Charles Maycon: Esse estudo tem a colaboração de professores e professoras que
moram em espaços rurais e atuam nas escolas de suas comunidades. Vale ainda
ressaltar que tomo a categoria roça como uma ruralidade específica de nossa
região e numa perspectiva fundamentada pelos estudos da Sociologia rural. Isso,
porque o IBGE faz uma separação entre perímetro urbano e rural a partir de uma
lógica que esvazia os sentidos do rural. Demarca vilas e povoados como espaços
urbanos. Sabemos que pelos sentidos construídos a partir de nossas relações com
os espaços rurais e por morarmos num município com inúmeras características
desses espaços podemos repensar sobre ser da roça ou não.
Penso que
não há distinção alguma entre o desenvolvimento de alunos que estudam nas
escolas rurais e alunos que estudam nas escolas da cidade, o que perdura e
sustenta essa lógica são nossos modos de compreender as escolas da roça a
partir de parâmetros e concepções urbanocêntricas. Os modos de exercer a
docência é que são distintos, já que cada espaço apresenta suas
particularidades e o que relevância para escolas na roça ou na cidade são as
necessidades de suas comunidades.
Sendo
assim, proponho com minhas pesquisas maneiras outras de compreender as classes
multisseriadas e os modos de viver na roça, defendendo que as escolas precisam
existir nas localidades rurais como espaço social e político, bem como, lugar
de acesso à educação que valorize a vida na roça e nos tragam condições de
existência com dignidade humana.
Entrevistador:
Qual a relevância em relação a pesquisas neste mesmo âmbito que fizestes? Neste
mesmo sentido, como você enxerga a importância da pesquisa no cenário atual
brasileiro?
Charles Maycon: Considerando que há algum tempo vivenciamos o fechamento
desenfreado de escolas em áreas rurais, promovendo o deslocamento de centenas
de alunos de suas comunidades para escolas núcleos e escolas das cidades,
desconsiderando o direito de crianças, jovens e adultos de estudarem em suas
comunidades, sabendo que o nosso país é eminentemente constituído por uma
grande parcela da população que habita as áreas rurais.
Conforme
informações apresentadas pela coordenação de Educação do Campo – MEC em 2013,
cerca de 9% dos alunos matriculados nos Anos Iniciais do Ensino Fundamental no
Brasil estudam em turmas multisseriadas.
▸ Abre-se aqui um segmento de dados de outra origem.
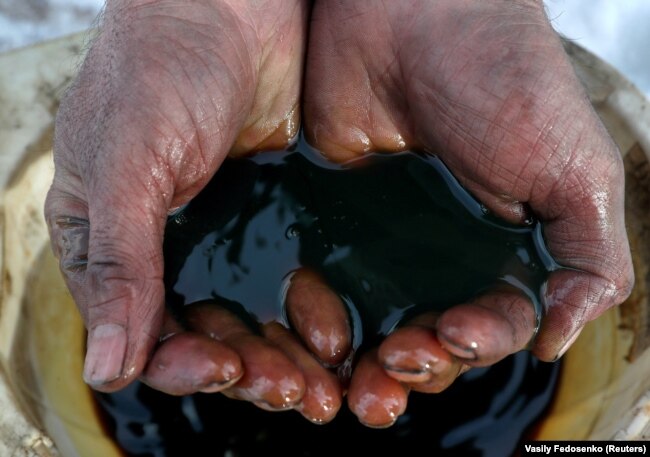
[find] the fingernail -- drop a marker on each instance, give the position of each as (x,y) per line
(105,354)
(569,343)
(410,376)
(73,243)
(460,351)
(272,408)
(217,386)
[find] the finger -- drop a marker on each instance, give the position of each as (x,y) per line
(487,329)
(413,354)
(120,297)
(322,398)
(374,397)
(271,380)
(186,363)
(319,317)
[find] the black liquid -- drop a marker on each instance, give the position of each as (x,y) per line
(393,236)
(484,413)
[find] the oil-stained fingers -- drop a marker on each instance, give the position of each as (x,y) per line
(323,394)
(487,329)
(271,380)
(319,316)
(374,397)
(413,355)
(188,362)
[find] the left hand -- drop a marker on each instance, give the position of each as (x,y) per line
(486,86)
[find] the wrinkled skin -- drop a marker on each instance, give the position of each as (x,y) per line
(159,103)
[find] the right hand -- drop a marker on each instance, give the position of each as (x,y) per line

Alunos matriculados nos Anos Iniciais
do Ensino Fundamental no Brasil em 2012 foi de 16.016.030, desses alunos
1.469.152 estão em turmas multisseriadas. Podemos perceber que são esses os
grandes motivos que trazem relevância para pesquisas como essa. Vale enfatizar
que, pesquisadores e pesquisadoras dos Grupos de Pesquisas Docência, Narrativas
e Diversidade na Educação Básica - DIVERSO e Grupo de Pesquisa (auto)biografia,
Formação e História Oral - GRAFHO tem se debruçado em pesquisas que
potencializem as escolas rurais como espaço de possibilidades, mostrando que os
professores e professoras dessas escolas tem resistido a ausências de políticas
públicas e propostas de fechamentos desses espaços em suas comunidades
Por: Paulo Roberto dos Santos da Silva.